On stage, one archivist described the arrogance with which German bureaucrats had treated those who had escaped by the skin of their teeth. How health checks by German doctors to substantiate the claims traumatised them yet again. How victims would claim restitution for their businesses but not personal compensation, to avoid the ordeal of laying bare their suffering in front of those who had caused it in the first place.

Around €70bn (£59.5bn) has been paid in compensation. A lot of today’s money goes into medical care for elderly survivors. But many victims were not compensated until much later, among them Sinti, Romanies and homosexuals – it took until the 1980s for the government and the courts to see them as qualifying for payments. And Eastern European survivors only received financial recognition after the end of the cold war.

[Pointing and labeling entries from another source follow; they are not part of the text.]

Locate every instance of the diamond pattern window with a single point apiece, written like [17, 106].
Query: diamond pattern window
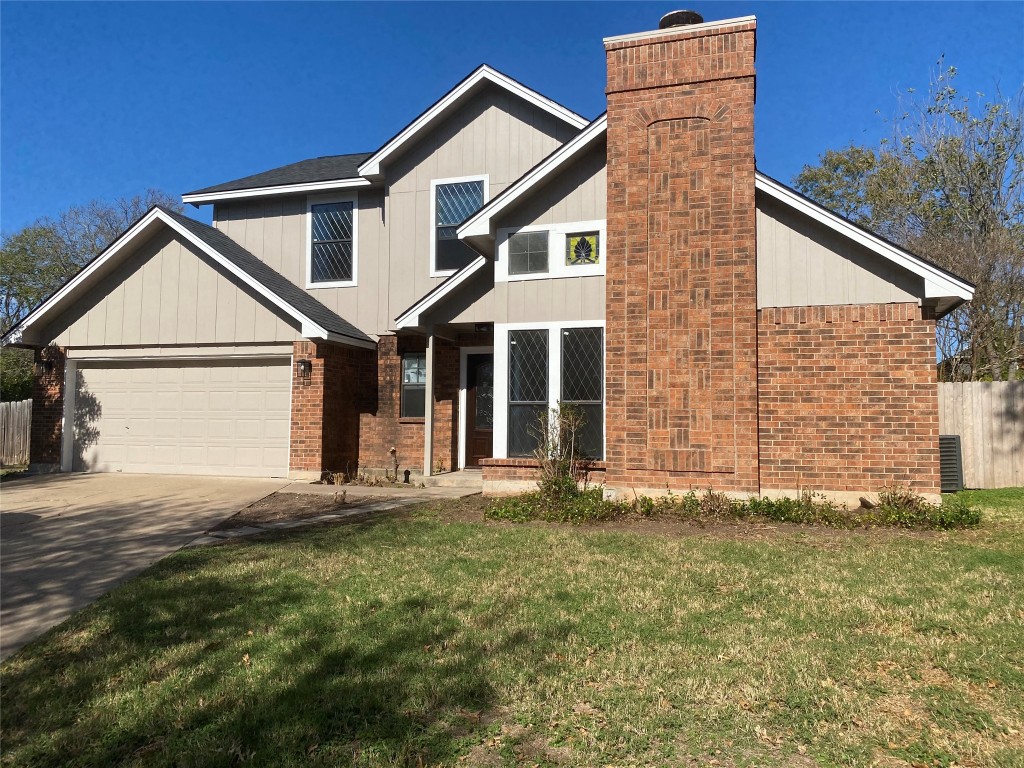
[454, 204]
[583, 385]
[527, 389]
[527, 253]
[414, 382]
[331, 250]
[583, 249]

Thanks to the digitisation project, this little-known part of Germany’s effort to make amends will gain more visibility. And the overall history will be more readily available to historians, schools and descendants of victims, who will be able to apply from abroad and do the research online. Today, this is only possible in the state archive’s reading rooms.

The platform is part of addressing one of the biggest challenges yet: how to continue Aufarbeitung and how to keep remembering once witnesses are no longer around to tell their stories.

Like Dr Eva Umlauf, who attended the ministry’s event. One of the youngest survivors of Auschwitz, she is now 79. She owes her life to an engine failure of the deportation train, causing a delay of three days. Had it arrived on time, everyone on it would have been gassed. But during those three days in November 1944, the SS started to demolish the gas chambers to try to hide their crimes.

After speaking on stage, Dr Umlauf went back to her hotel room to talk to a Bavarian school class online, and to read from her book, The Number on Your Forearm is Blue Like Your Eyes.

Let’s hope that many, many other schoolchildren will have the chance to listen to her and other survivors, who help us to “never forget”.